ALTERED SENSORY ENCODING IN THE ACC DRIVES MECHANICAL ALLODYNIA THROUGH PV NEURONS PLASTICITY IN NEUROPATHIC PAIN

Chronic neuropathic pain is characterized by maladaptive plasticity and long-lasting alterations in pain circuits, leading to touch-evoked pain, also known as mechanical allodynia. Evidence suggests that neuropathic conditions disrupt the excitation/inhibition balance within the rostral anterior cingulate cortex (rACC), a key region for nociceptive processing in humans and rodents, potentially resulting in abnormal pain perception.
However, how mechanical sensory information is encoded in the rACC after nerve injury, and the mechanisms underlying rACC hyperexcitability, remain poorly understood. Here, we investigated how peripheral mechanical stimuli are processed by rACC pyramidal neurons in neuropathic conditions, and how nerve injury alters the intrinsic and synaptic properties of excitatory pyramidal neurons and parvalbumin-expressing (PV) inhibitory interneurons. Using in vivo calcium imaging, we recorded rACC pyramidal neuron activity in response to mechanical stimulation. We show that neuropathic pain induces a pain-like calcium response in rACC pyramidal neurons following innocuous stimulation.
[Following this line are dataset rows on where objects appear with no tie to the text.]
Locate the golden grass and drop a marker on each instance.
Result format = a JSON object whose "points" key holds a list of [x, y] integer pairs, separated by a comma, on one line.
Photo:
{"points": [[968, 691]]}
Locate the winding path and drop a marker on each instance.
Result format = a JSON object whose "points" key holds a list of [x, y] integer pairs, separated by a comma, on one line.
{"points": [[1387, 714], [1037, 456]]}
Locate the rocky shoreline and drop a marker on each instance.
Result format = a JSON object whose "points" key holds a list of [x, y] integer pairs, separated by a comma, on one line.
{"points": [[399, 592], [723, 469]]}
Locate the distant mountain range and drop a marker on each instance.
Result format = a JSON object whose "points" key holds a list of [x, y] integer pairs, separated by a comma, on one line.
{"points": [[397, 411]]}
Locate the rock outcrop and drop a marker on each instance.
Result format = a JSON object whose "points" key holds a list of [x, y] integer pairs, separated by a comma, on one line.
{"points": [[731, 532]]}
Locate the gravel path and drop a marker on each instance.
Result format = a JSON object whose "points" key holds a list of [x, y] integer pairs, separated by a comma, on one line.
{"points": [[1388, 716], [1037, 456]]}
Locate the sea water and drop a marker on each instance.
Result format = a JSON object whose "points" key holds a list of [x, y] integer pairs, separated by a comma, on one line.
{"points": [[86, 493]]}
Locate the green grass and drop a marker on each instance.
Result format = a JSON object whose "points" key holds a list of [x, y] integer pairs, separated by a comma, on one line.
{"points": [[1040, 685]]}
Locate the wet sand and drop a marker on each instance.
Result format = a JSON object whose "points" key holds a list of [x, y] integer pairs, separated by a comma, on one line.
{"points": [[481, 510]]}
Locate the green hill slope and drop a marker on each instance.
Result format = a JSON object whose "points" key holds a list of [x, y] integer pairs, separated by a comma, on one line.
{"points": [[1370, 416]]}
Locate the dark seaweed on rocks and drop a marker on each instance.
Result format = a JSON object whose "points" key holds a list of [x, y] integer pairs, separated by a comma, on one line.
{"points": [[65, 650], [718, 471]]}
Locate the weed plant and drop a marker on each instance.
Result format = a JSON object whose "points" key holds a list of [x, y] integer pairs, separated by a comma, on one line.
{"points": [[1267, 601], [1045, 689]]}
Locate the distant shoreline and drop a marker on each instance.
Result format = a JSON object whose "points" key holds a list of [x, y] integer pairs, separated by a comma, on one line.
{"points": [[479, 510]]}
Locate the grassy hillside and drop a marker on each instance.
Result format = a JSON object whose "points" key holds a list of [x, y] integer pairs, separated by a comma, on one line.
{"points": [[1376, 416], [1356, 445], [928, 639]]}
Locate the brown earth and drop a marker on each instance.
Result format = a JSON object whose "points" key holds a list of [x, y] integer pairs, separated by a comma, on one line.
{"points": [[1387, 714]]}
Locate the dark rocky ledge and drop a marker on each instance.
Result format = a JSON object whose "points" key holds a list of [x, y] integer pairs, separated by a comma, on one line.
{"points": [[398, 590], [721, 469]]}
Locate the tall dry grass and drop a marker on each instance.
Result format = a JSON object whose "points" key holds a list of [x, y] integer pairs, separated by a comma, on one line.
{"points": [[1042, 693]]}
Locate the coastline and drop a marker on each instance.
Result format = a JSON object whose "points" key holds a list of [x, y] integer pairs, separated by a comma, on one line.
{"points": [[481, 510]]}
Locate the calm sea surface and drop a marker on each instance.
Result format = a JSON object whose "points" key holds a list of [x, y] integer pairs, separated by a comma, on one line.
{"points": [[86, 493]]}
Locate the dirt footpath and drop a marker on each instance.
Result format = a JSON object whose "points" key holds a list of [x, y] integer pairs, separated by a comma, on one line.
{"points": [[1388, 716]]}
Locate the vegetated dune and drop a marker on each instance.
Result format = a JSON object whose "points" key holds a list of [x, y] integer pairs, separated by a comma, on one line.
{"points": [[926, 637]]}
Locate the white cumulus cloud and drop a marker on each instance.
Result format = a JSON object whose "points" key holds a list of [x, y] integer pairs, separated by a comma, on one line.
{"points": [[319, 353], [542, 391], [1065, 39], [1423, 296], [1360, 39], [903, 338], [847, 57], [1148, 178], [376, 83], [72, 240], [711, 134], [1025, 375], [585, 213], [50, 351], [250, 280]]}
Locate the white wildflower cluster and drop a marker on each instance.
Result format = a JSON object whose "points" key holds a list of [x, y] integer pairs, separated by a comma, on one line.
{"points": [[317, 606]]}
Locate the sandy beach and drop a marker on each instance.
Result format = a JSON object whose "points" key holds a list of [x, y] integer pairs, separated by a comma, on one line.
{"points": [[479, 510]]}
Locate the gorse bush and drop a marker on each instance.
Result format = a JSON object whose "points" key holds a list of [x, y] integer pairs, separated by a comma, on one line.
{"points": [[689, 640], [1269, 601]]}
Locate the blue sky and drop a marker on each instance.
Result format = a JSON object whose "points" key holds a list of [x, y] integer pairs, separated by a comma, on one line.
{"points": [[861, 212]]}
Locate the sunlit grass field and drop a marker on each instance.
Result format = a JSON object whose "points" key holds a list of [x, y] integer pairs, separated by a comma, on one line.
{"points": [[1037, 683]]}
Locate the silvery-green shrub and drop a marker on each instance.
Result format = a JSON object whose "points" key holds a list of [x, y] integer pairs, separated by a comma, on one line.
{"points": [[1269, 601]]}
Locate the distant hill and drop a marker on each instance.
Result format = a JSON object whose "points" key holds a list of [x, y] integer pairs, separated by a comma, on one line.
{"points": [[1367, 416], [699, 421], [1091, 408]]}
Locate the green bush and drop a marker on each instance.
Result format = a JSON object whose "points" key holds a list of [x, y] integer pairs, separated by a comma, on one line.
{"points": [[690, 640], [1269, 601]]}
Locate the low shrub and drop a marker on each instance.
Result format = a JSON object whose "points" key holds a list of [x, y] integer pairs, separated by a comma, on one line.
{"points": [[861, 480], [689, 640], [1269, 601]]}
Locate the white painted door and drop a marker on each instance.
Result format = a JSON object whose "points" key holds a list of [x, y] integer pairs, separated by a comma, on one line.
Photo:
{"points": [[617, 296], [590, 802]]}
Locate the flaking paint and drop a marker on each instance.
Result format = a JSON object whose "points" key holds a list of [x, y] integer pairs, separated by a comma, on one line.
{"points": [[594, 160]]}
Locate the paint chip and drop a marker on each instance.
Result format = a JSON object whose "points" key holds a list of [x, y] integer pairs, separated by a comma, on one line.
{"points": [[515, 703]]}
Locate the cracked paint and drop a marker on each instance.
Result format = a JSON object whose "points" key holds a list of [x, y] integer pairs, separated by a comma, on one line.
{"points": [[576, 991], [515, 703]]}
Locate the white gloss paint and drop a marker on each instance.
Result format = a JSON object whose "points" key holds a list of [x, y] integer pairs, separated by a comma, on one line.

Using ex vivo whole-cell patch-clamp recordings, optogenetics in acute brain slices, and immunolabeling, we further show that this rACC hypersensitivity is associated with a reduction in PV-mediated inhibitory synaptic input onto pyramidal neurons, without changes in their intrinsic excitability. Reduced PV inhibition correlate with decreased PV expression and impaired neuron firing.
In parallel, neuropathy-induced changes in inhibitory signaling efficacy lead to atypical pyramidal neuron responses during PV activation. These findings identify PV interneuron plasticity and disrupted inhibitory control as central drivers of rACC disinhibition and aberrant sensory encoding. Restoring the rACC excitation/inhibition balance may therefore offer a promising therapeutic strategy for neuropathic pain.